Are Umpires and Referees Receiving Too Much Hate?


Photo Courtesy of Diego Cruz

Diego Cruz, Sports Reporter

Behind every play in a sport there is always someone taking charge, making calls, and keeping the game safe. But as this commonly gets mistaken by fans and parents as unfair, as they scream at the officials for making one “bad call”. It makes people wonder whether or not this behavior is distracting the officials and the players.

If you have been to a high school game of any sport, chances are you have experienced fans (mostly parents) get angry or upset with the referees or umpires officiating the game. Sometimes parents calmly disagree with a call under their breath, but others start yelling and cursing at the officials. There are many reasons for this, such as parents not fully understanding the reason behind each call. The problem is that it could distract the players and the officials who are trying to do the best at their jobs and keep the game fair.

Photo Courtesy of Diego Cruz

Whether it be Football, Basketball, Baseball/Softball, etc., there are many officials that occasionally make mistakes, but when it continuously happens it causes an outrage in the stands. Parents often blame officials for making calls that exaggerate one play’s importance, especially if it is in favor of the opposing team. Common phrases like “What!?”, “Oh come on!!”, and “Open your eyes!!” are heard by officials from the voices in the stands. Not only do fans and parents get involved, most of the time coaches play a role in this too by complaining for calls that may have been missed.

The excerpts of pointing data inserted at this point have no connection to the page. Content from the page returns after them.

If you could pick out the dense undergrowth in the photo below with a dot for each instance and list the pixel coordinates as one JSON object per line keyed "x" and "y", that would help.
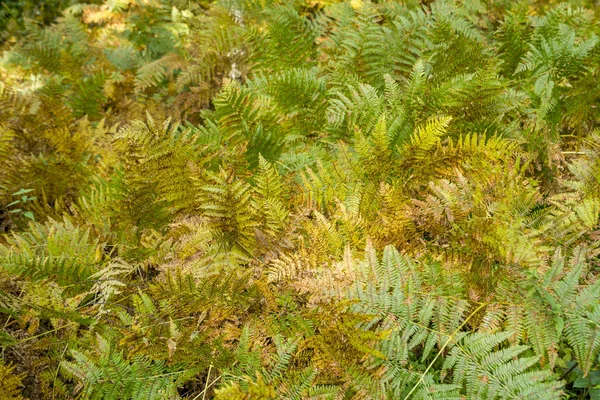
{"x": 308, "y": 199}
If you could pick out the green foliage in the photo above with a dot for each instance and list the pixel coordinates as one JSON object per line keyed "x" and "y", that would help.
{"x": 185, "y": 185}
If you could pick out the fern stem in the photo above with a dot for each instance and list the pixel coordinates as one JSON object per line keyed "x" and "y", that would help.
{"x": 442, "y": 349}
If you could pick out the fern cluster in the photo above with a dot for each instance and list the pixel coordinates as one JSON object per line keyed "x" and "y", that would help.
{"x": 307, "y": 199}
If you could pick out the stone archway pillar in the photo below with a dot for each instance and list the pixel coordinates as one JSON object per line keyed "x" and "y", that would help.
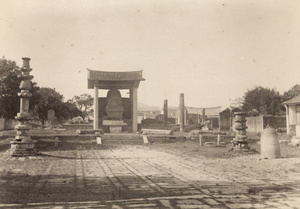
{"x": 96, "y": 107}
{"x": 134, "y": 110}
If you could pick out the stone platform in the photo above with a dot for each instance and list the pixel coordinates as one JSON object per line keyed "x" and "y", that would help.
{"x": 122, "y": 138}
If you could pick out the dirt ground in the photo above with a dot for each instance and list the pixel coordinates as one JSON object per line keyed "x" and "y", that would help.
{"x": 159, "y": 175}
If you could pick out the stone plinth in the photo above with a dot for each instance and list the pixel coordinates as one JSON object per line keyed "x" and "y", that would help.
{"x": 115, "y": 126}
{"x": 115, "y": 114}
{"x": 22, "y": 148}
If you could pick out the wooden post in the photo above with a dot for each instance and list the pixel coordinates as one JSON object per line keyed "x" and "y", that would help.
{"x": 218, "y": 140}
{"x": 134, "y": 110}
{"x": 165, "y": 112}
{"x": 200, "y": 140}
{"x": 96, "y": 107}
{"x": 181, "y": 112}
{"x": 287, "y": 118}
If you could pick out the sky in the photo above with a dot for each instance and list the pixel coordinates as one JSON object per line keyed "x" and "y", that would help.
{"x": 213, "y": 51}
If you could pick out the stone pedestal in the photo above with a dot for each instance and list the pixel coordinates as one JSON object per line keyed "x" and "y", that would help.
{"x": 115, "y": 126}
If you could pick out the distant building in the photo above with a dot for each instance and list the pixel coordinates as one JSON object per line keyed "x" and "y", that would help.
{"x": 195, "y": 115}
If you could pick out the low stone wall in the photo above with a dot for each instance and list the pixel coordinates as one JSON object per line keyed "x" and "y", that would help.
{"x": 78, "y": 126}
{"x": 2, "y": 124}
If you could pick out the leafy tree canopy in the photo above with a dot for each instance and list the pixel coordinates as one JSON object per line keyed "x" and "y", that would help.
{"x": 265, "y": 100}
{"x": 84, "y": 102}
{"x": 293, "y": 92}
{"x": 9, "y": 88}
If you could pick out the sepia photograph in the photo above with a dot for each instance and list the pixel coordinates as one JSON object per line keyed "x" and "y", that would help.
{"x": 137, "y": 104}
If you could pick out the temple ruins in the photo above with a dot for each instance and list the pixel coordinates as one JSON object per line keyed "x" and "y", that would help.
{"x": 113, "y": 113}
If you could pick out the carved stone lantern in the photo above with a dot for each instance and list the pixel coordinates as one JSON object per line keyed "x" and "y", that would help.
{"x": 23, "y": 145}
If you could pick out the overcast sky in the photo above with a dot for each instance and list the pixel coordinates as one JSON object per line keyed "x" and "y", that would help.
{"x": 210, "y": 50}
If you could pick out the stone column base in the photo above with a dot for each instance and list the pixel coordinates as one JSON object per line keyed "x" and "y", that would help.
{"x": 22, "y": 149}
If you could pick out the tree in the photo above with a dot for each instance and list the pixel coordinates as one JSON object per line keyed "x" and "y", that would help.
{"x": 84, "y": 102}
{"x": 49, "y": 99}
{"x": 9, "y": 88}
{"x": 293, "y": 92}
{"x": 69, "y": 110}
{"x": 265, "y": 100}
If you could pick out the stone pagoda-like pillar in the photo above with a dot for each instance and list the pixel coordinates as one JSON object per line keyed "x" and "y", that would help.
{"x": 23, "y": 145}
{"x": 239, "y": 142}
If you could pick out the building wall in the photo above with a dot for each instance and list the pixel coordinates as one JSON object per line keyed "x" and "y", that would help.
{"x": 257, "y": 124}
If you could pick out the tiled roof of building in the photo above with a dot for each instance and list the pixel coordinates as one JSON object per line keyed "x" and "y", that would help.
{"x": 115, "y": 76}
{"x": 295, "y": 100}
{"x": 209, "y": 111}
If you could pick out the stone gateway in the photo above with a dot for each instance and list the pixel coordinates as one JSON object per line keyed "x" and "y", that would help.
{"x": 113, "y": 111}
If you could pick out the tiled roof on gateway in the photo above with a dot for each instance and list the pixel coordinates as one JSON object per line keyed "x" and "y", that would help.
{"x": 115, "y": 76}
{"x": 295, "y": 100}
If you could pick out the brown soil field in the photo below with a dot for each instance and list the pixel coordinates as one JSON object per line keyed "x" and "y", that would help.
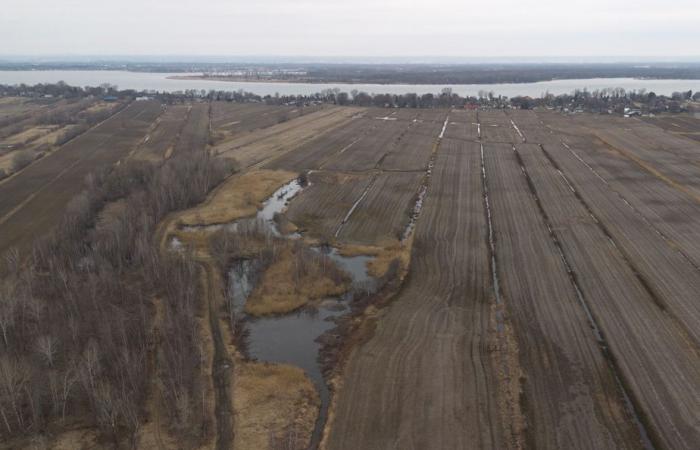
{"x": 320, "y": 209}
{"x": 681, "y": 125}
{"x": 194, "y": 134}
{"x": 315, "y": 153}
{"x": 673, "y": 158}
{"x": 570, "y": 396}
{"x": 411, "y": 152}
{"x": 239, "y": 196}
{"x": 496, "y": 127}
{"x": 664, "y": 253}
{"x": 232, "y": 119}
{"x": 547, "y": 297}
{"x": 370, "y": 149}
{"x": 462, "y": 127}
{"x": 626, "y": 311}
{"x": 427, "y": 378}
{"x": 33, "y": 201}
{"x": 163, "y": 134}
{"x": 384, "y": 212}
{"x": 262, "y": 146}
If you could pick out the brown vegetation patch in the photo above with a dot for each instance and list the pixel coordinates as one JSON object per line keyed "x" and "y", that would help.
{"x": 273, "y": 404}
{"x": 239, "y": 196}
{"x": 297, "y": 276}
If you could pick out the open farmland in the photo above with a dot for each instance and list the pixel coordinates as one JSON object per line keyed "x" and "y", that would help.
{"x": 538, "y": 286}
{"x": 163, "y": 134}
{"x": 370, "y": 149}
{"x": 680, "y": 125}
{"x": 35, "y": 199}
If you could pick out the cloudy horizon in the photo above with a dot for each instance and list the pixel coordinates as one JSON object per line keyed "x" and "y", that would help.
{"x": 332, "y": 28}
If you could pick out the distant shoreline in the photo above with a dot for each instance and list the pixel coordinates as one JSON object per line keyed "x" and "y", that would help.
{"x": 389, "y": 83}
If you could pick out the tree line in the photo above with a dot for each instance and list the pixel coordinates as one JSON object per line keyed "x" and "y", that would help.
{"x": 77, "y": 312}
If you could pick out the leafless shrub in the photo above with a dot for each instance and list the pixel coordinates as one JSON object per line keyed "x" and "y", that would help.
{"x": 21, "y": 159}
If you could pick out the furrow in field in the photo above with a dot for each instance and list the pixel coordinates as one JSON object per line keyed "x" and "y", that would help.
{"x": 43, "y": 189}
{"x": 571, "y": 399}
{"x": 428, "y": 378}
{"x": 627, "y": 312}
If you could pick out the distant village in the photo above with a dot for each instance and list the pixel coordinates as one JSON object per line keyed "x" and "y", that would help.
{"x": 606, "y": 101}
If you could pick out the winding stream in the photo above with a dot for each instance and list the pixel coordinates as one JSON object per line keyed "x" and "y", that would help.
{"x": 293, "y": 338}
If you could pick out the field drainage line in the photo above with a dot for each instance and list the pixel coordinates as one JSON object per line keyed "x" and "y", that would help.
{"x": 491, "y": 237}
{"x": 644, "y": 219}
{"x": 355, "y": 205}
{"x": 518, "y": 130}
{"x": 422, "y": 193}
{"x": 444, "y": 127}
{"x": 646, "y": 285}
{"x": 631, "y": 404}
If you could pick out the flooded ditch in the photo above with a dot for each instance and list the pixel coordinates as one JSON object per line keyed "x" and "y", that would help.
{"x": 291, "y": 338}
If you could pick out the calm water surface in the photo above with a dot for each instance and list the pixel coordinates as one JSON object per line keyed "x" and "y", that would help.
{"x": 161, "y": 82}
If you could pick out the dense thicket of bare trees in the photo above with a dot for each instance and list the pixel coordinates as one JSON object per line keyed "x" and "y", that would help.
{"x": 76, "y": 316}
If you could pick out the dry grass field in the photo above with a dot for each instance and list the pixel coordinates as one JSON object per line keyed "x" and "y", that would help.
{"x": 35, "y": 199}
{"x": 547, "y": 290}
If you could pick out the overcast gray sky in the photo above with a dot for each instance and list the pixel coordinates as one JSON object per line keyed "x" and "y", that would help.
{"x": 461, "y": 28}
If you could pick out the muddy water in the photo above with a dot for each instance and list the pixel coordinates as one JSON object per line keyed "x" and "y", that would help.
{"x": 293, "y": 338}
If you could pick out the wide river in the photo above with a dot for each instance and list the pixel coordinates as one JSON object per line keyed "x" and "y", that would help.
{"x": 160, "y": 82}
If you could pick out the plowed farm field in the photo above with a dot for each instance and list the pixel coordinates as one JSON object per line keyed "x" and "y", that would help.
{"x": 549, "y": 297}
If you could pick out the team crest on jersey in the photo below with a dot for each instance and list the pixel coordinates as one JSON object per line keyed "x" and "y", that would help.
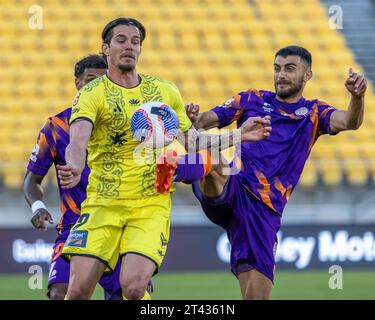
{"x": 267, "y": 107}
{"x": 76, "y": 99}
{"x": 301, "y": 111}
{"x": 228, "y": 102}
{"x": 34, "y": 153}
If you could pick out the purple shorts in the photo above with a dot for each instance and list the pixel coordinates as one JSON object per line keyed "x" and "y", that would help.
{"x": 59, "y": 271}
{"x": 250, "y": 224}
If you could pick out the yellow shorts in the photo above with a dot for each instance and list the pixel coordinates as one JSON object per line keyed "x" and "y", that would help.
{"x": 138, "y": 226}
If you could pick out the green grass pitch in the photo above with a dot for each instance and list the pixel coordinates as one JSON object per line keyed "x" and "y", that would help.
{"x": 223, "y": 285}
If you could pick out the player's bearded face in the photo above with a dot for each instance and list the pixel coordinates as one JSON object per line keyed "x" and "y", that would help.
{"x": 125, "y": 47}
{"x": 288, "y": 88}
{"x": 289, "y": 76}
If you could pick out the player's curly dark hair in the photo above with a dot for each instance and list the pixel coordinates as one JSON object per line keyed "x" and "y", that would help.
{"x": 296, "y": 51}
{"x": 107, "y": 33}
{"x": 91, "y": 61}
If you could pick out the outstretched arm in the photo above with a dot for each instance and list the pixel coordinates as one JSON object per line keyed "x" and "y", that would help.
{"x": 253, "y": 129}
{"x": 75, "y": 154}
{"x": 352, "y": 118}
{"x": 33, "y": 192}
{"x": 202, "y": 121}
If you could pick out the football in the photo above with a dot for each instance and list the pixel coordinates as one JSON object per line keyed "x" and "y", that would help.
{"x": 155, "y": 124}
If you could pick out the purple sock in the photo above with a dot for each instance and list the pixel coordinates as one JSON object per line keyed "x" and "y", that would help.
{"x": 190, "y": 168}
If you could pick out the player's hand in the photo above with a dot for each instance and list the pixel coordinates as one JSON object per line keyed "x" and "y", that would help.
{"x": 39, "y": 218}
{"x": 256, "y": 128}
{"x": 192, "y": 111}
{"x": 356, "y": 84}
{"x": 69, "y": 176}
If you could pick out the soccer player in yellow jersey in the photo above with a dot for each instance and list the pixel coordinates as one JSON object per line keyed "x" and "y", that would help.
{"x": 122, "y": 214}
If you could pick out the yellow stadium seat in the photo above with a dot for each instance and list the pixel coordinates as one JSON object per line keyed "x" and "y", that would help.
{"x": 330, "y": 171}
{"x": 356, "y": 172}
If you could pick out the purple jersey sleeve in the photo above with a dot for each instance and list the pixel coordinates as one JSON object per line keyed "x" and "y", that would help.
{"x": 44, "y": 152}
{"x": 325, "y": 111}
{"x": 232, "y": 109}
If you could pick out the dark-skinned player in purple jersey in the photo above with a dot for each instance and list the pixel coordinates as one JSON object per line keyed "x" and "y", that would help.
{"x": 249, "y": 205}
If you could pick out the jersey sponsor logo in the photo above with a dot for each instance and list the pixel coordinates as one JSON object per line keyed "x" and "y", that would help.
{"x": 134, "y": 102}
{"x": 34, "y": 153}
{"x": 118, "y": 138}
{"x": 228, "y": 102}
{"x": 77, "y": 238}
{"x": 52, "y": 271}
{"x": 301, "y": 111}
{"x": 163, "y": 240}
{"x": 267, "y": 107}
{"x": 76, "y": 99}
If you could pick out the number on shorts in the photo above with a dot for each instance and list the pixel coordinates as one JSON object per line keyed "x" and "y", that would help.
{"x": 81, "y": 221}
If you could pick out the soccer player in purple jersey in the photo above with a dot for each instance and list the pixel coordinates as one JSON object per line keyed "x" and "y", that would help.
{"x": 249, "y": 205}
{"x": 50, "y": 149}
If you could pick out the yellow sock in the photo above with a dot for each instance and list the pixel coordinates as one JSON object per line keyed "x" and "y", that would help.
{"x": 147, "y": 296}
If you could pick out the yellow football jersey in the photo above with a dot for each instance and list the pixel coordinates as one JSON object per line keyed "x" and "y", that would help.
{"x": 116, "y": 171}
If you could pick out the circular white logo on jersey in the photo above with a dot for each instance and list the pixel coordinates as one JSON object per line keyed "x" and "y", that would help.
{"x": 301, "y": 111}
{"x": 76, "y": 99}
{"x": 228, "y": 102}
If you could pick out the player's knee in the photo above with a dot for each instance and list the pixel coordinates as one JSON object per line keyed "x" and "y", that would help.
{"x": 57, "y": 294}
{"x": 134, "y": 289}
{"x": 79, "y": 293}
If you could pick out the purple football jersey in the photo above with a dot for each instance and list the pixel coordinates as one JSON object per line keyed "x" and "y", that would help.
{"x": 52, "y": 141}
{"x": 271, "y": 168}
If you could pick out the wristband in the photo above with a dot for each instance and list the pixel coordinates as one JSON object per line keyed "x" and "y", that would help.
{"x": 37, "y": 205}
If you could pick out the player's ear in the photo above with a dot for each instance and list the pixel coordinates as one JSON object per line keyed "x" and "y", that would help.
{"x": 105, "y": 48}
{"x": 308, "y": 75}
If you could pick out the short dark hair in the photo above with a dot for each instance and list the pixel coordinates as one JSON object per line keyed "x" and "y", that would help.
{"x": 107, "y": 33}
{"x": 91, "y": 61}
{"x": 296, "y": 51}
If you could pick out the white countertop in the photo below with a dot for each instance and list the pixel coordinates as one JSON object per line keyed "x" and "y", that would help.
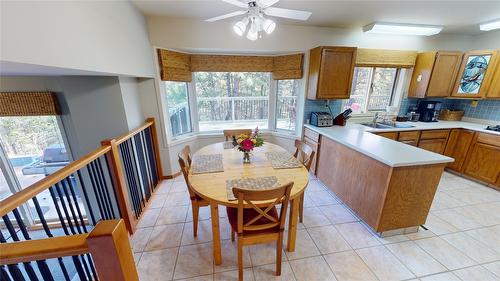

Yelling, screaming and berating the officials humiliates your child, annoys those sitting around you, embarrasses your child’s school and is the primary reason [there is] an alarming shortage of high school officials.”

— Karissa Niehoff

This ripple effect is alarming and there are many speculations that this is causing many referees and umpires to quit their jobs, causing a shortage in referees and umpires for high school sports. According to the National Association of Sports Officials, 80 percent of high school referees and umpires leave their jobs quicker than expected. The reason for this? 75 percent of officials report “adult behavior” for their reason of quitting. However, this could also be attributed to the fact that the majority of high school officials are aged 60 and older. The age gap in officials makes it difficult to cycle in new bodies, further supporting this theory. If the number of refs and umpires keeps declining due to the distractions of fans and parents in the crowd, coaches may end up officiating. Imagine how chaotic that would be.

Photo Courtesy of Diego Cruz

Fans and parents almost never consider the stress put on officials when making these comments. Officials are only human, and making unfair judgements are almost showing hatred rather than helping the team they’re rooting for. Officials only make $35-$65 every high school game, which isn’t much. Along with the stress it puts on officials, the distractions from the parents cause their own children is almost unimaginable. When a parent is yelling at a referee or umpire because of a bad call it may humiliate their own child, and although they may not realize it, they embarrass themselves.

Truthfully, it’s hard to point fingers at the parents and fans who want to support their kids at what they do. But for the sake of the sport we need officials and athletes to have space when they’re doing what they like. Yelling at refs and umpires and humiliating your child isn’t going to do any good when the sport is made for the student-athletes’ entertainment, not to add stress to the people who are just trying to keep the sport safe and fair to play.

The reason these officials and umpires work the games isn’t for big bucks, or to run in the cold. It’s because they’re fans of the game, too, and their love of the game keeps them involved. I’ve been blown away by parents, wearing school colors, and the things coming out of their mouths. It’s a sign of the times, a snapshot of our culture.”